While working with the producer of Rowan & Martin's Laugh-In, George Schlatter, Bearde created the formats for specials, including Dinah Shore's Like Hep! (1969), and The Grammy Awards. In 1968, he formed a partnership with Canadian producer Allan Blye, and they created the format for the 1968 TV special Singer Presents... Elvis (the "'68 Comeback Special") for producer Bob Finkel and director Steve Binder. Bearde and Blye co-produced several specials for Andy Williams and produced two years of The Andy Williams Show from 1969 to 1971. Blye and Bearde also created a summer series, The Who Is Ray Stevens Show, which featured the first appearance of Steve Martin. Blye and Bearde also created and produced one of the first black situation comedies, That's My Mama, for ABC.

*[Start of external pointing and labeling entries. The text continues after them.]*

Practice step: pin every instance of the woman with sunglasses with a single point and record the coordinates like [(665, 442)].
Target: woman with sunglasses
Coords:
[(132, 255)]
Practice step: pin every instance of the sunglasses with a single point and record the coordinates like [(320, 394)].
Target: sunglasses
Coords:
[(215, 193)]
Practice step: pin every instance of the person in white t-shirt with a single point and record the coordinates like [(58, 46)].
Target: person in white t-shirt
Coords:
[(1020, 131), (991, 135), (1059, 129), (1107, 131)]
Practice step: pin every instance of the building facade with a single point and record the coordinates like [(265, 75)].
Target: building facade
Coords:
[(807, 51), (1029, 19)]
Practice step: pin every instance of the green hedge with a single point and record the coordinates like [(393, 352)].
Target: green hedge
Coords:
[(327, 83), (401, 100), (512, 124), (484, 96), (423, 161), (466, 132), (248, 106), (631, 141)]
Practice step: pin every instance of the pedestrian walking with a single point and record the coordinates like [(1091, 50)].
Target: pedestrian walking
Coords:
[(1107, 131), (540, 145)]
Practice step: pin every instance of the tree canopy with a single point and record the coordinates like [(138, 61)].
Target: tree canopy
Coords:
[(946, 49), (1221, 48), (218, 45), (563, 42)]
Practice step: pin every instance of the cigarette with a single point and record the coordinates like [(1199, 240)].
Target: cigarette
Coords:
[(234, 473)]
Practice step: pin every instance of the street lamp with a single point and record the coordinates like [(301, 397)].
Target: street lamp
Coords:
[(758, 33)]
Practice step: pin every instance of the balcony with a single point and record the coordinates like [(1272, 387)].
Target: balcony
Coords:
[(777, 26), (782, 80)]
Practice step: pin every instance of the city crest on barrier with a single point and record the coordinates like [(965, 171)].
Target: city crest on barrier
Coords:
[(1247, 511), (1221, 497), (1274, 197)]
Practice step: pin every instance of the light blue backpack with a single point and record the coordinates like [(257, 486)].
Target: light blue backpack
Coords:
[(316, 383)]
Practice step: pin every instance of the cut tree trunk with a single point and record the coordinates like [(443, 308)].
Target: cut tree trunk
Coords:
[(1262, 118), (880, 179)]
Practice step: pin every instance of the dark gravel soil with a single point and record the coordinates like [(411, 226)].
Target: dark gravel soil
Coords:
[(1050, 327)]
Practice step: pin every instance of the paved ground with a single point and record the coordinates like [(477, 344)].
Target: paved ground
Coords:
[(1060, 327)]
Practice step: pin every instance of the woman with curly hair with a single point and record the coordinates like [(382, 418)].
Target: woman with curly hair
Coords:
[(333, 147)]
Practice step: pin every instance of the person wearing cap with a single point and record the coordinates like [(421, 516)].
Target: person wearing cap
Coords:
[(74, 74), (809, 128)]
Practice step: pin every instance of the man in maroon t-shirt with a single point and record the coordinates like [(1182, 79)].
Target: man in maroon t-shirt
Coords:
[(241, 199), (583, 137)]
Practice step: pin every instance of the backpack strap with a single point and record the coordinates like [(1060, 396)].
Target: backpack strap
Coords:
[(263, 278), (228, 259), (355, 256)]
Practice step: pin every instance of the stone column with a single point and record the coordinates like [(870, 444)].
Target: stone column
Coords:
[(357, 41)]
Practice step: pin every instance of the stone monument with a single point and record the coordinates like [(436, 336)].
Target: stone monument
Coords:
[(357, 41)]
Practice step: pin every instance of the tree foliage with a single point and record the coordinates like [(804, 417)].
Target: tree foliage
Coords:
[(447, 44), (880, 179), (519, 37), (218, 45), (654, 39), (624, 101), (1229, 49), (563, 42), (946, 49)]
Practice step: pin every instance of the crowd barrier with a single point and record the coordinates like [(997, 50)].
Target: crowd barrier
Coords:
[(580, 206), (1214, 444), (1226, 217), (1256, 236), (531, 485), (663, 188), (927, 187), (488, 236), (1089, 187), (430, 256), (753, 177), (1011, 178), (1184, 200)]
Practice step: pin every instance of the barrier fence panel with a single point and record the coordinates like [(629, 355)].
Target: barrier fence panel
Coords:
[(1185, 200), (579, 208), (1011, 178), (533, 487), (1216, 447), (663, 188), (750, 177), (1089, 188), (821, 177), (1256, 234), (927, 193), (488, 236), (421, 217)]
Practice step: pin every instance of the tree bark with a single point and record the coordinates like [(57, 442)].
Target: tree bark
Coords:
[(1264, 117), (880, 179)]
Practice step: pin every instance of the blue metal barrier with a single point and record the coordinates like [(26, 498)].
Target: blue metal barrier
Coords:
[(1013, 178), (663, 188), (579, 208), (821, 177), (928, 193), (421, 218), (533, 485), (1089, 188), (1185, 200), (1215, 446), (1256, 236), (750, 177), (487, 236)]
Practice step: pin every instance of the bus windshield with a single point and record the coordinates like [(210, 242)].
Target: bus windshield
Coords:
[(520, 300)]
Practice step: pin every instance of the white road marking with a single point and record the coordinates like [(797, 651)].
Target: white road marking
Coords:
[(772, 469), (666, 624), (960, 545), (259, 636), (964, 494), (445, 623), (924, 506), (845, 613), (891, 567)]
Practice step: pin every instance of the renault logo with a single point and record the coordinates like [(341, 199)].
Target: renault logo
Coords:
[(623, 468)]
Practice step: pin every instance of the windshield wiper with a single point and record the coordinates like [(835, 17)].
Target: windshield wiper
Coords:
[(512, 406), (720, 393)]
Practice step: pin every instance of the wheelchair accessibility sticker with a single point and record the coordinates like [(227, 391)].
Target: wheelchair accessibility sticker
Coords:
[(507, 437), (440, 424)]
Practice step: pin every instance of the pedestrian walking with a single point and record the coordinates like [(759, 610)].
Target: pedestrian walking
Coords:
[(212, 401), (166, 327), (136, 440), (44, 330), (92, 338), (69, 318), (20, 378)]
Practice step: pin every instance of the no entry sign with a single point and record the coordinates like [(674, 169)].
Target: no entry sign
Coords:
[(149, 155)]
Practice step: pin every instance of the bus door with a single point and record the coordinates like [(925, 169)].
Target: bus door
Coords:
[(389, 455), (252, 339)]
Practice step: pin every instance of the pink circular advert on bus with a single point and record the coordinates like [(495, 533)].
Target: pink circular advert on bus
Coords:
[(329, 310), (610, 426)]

After splitting with Blye, Bearde created the format of – and produced with Chuck Barris – The Bobby Vinton Show and the first breakthrough talent reality television show, The Gong Show. Although Bearde later sold his interest in the 1970s version of the program to Barris, Bearde's company produced a one-season revival of the show in 1988. He also produced The Bob Hope Christmas Show and returned to Australia to produce Texaco Presents Bob Hope in Australia.

Bearde formed a partnership with ex-CBS president Robert Wood and created pilots and a children's series, The W.A.C.K.O. Show, for CBS. Bearde directed a comedy film called Hysterical, released in 1983, starring The Hudson Brothers. Bearde formed a long-term partnership with Dick Clark and produced The Half Hour Comedy Hour, which featured the first national appearance of Arsenio Hall as a host. Clark and Bearde co-produced Bearde's lip sync hit series Puttin' on the Hits in 1985.

Bearde formed a co-production partnership with Vin Di Bona, the producer of America's Funniest Home Videos. He created and produced HBO's cult series satirizing television news Night Rap and Showtime's comedy hit Sherman Oaks. Di Bona and Bearde also produced several specials for CBS.

==Move to Las Vegas==
In 2005, Bearde moved his operation to Las Vegas and created and trademarked "Chris Bearde's International Comedy Hall of Fame", a 30000 sqft entertainment retail restaurant and comedy tribute exhibition complex, currently in the design and planning stages. Each year, there are several Comedy Awards and Induction Ceremony TV specials included in the package.

Bearde has received an Emmy Award, and a Writers Guild of America Award. The Chris Bearde School of Comedy was founded in Las Vegas in 2007 and moved to Los Angeles in 2008. The school is still in operation.

==Death==
Bearde died at his home in Westlake Village, California of a cardiac arrest on 23 April 2017 at the age of 80. He is survived by his wife, Carolyn Stonecloud; six children; two stepchildren; and seven grandchildren.